So, which large model should you choose? Can Token resources be enough to support long-term use? If you don’t follow the OpenClaw (lobster) trend, will you be淘汰 by the times? In this AI transformation that’s accelerating, how should individuals position themselves and break through?
With these questions in mind, on April 3, Xujiahui Innovation & Technology, the Shanghai Distributed Consensus Technology Association, PANews, and the ManKun Law Firm jointly hosted a themed event called “Don’t ‘Lobster’ Panic.”
In the keynote speech on “Embracing the unpredictable AI wave,” Li Chenxing, Chief Architect at Conflux Tree, said that currently, giving more autonomy to AI rather than overly constraining it with human limited experience is an inevitable trend at the current stage of technology. The “careless” issues currently exhibited by AI essentially stem from the fact that, in complex scenarios, it struggles to reliably capture key contextual constraints and to continuously remember them. From a technical architecture perspective, AI mainly relies on parameter memory, context memory, and external memory, but these mechanisms still face problems such as difficulty in updating, limited window sizes, and insufficient calling efficiency. Therefore, in the future, efforts should focus on strengthening external memory calling capabilities, exploring continuous learning and experience reuse mechanisms, and gradually consolidating experience-based memory through hands-on practice in vertical domains, in order to improve the completeness and reliability of AI decisions in real-world complex scenarios.

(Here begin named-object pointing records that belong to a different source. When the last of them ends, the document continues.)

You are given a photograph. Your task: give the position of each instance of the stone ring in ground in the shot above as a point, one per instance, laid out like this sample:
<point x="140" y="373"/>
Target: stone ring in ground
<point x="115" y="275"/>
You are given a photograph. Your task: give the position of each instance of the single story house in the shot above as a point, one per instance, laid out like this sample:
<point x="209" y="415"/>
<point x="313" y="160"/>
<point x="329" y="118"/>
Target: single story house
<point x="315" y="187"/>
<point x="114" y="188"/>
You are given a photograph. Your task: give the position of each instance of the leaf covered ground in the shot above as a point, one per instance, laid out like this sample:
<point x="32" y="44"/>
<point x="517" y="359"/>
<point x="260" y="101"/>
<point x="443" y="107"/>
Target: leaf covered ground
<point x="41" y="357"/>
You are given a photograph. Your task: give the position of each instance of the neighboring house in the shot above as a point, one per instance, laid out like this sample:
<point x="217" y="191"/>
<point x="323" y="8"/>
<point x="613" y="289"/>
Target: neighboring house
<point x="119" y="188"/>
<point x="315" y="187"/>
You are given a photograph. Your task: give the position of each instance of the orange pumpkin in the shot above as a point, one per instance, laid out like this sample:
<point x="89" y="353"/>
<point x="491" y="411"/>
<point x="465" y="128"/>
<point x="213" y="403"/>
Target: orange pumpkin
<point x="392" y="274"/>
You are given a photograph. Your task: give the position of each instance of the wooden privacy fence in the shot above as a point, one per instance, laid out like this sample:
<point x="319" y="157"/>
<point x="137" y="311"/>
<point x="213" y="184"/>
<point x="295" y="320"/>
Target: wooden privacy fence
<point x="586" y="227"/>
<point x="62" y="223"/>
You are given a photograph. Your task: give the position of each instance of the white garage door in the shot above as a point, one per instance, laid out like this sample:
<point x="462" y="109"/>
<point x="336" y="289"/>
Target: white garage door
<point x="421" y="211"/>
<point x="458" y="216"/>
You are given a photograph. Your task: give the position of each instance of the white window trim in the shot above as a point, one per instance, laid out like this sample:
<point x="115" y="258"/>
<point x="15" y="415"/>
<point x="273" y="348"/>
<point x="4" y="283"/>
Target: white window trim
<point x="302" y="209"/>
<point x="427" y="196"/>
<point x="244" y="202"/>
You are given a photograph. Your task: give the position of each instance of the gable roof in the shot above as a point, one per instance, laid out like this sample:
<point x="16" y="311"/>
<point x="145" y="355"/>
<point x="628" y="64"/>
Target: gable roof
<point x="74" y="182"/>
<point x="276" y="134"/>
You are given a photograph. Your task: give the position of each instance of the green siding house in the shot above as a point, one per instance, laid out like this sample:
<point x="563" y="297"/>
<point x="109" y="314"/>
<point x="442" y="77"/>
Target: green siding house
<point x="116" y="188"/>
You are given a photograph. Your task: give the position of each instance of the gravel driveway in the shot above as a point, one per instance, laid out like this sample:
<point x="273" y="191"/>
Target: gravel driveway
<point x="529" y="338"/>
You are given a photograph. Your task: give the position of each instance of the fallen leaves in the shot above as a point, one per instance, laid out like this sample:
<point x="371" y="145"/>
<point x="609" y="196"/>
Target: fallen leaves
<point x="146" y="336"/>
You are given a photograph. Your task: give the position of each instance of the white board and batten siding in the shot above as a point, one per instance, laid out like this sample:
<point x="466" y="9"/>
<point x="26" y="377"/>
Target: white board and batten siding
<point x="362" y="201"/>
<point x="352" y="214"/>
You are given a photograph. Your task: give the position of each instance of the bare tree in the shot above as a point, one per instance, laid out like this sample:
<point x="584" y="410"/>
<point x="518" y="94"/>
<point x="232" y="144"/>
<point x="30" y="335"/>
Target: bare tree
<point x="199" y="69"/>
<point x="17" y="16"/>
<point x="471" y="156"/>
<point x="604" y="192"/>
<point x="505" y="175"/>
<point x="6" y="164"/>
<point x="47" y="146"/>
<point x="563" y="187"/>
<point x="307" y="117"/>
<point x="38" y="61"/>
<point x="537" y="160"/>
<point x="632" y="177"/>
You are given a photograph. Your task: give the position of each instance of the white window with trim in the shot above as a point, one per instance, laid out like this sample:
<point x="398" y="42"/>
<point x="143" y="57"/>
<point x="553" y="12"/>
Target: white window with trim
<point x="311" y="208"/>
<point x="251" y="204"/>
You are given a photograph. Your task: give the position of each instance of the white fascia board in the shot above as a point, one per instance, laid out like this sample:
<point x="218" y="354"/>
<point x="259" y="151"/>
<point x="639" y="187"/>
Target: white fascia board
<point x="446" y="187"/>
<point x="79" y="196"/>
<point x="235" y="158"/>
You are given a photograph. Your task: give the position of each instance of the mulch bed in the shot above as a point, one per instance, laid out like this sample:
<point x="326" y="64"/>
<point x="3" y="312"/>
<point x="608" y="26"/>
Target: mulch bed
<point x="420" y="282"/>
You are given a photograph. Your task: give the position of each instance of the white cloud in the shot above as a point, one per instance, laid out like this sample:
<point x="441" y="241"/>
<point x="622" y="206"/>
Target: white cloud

He also pointed out that the core progress of AI today is mainly reflected in strengthened autonomous analysis and reflection capabilities. In the future, as memory capabilities improve, it is expected to break through key bottlenecks and have a profound impact on various industries. For example, currently, the potential of digital identity and digital payment systems has long been constrained by development and user barriers, while AI may unlock that value by lowering development costs and replacing parts of the user learning process with agent-based approaches. Overall, AI should not be viewed as a threat to jobs, but as a key tool for boosting productivity and creating new opportunities. Individuals and industries should maintain an open mindset and proactively explore paths for integrating AI.

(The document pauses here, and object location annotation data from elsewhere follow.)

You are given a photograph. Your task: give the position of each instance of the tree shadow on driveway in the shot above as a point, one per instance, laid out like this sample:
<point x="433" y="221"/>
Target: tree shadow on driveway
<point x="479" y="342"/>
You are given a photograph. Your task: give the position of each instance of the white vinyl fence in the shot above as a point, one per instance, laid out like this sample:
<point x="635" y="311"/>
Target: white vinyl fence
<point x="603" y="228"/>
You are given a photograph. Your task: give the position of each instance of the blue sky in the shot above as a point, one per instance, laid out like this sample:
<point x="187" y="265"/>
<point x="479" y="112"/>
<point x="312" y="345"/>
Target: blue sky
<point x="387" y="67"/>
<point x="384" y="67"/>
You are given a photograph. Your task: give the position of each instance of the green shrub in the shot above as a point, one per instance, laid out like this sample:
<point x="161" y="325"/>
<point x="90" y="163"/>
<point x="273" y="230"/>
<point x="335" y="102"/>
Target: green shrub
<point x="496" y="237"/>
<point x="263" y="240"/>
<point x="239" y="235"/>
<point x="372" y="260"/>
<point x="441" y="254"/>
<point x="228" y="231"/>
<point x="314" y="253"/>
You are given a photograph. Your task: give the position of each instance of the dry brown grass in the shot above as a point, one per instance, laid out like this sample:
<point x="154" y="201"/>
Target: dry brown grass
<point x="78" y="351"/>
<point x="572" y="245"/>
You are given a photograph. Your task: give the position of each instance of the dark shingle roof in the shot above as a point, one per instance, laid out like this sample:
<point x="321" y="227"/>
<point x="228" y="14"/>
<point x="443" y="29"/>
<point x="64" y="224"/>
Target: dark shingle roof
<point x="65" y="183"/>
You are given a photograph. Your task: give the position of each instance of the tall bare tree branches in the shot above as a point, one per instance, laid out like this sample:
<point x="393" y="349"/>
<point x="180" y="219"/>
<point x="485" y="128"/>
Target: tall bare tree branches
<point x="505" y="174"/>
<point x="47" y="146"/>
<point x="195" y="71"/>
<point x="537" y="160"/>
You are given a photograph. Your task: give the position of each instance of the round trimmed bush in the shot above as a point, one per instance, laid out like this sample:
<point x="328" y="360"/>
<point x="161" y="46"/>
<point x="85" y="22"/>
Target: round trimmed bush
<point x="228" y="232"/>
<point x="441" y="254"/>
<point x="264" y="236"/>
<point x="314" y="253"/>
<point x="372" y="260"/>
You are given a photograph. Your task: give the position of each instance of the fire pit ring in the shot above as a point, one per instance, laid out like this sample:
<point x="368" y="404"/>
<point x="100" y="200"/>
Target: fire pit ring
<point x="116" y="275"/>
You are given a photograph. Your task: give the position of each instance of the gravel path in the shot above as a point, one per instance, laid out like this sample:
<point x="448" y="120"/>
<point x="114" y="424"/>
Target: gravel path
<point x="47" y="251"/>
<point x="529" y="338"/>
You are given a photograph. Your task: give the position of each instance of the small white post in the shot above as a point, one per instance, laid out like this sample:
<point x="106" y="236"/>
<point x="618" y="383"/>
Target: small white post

As Feng Heqing, Product Architect of Tencent Cloud Workbuddy, noted, with significant improvements in large-model capabilities, AI has evolved from early-stage basic assistance like code completion to being able to independently complete complex tasks. Within that, the core capabilities of a customizable Agent are reflected in end-to-end task support, multi-role collaboration, a layered memory system, and context-based intelligent task decomposition. Meanwhile, by coordinating multiple agents, it enables data handoff between tasks and parallel processing, and at the security layer it uses local data storage and a human confirmation mechanism for critical operations to ensure data safety. In terms of application, WorkBuddy has covered typical office scenarios such as resume screening, automatic PPT generation, data analysis, and weekly report consolidation, and it can connect to systems like WeCom and WeChat Work through enterprise-level integration capabilities for unified task management. Its technical architecture emphasizes full-stack in-house development, isolated execution environments, and enterprise-grade permission controls, supporting both local and cloud deployments. In terms of business model, it can be aimed at enterprise R&D and users in high-frequency digital office roles. Overall, WorkBuddy aims to improve enterprise productivity through customizable Agent capabilities and multi-task coordination, and by continuously optimizing task decomposition capabilities and expanding its ecosystem, further strengthen its fit and deployment capability in complex enterprise scenarios.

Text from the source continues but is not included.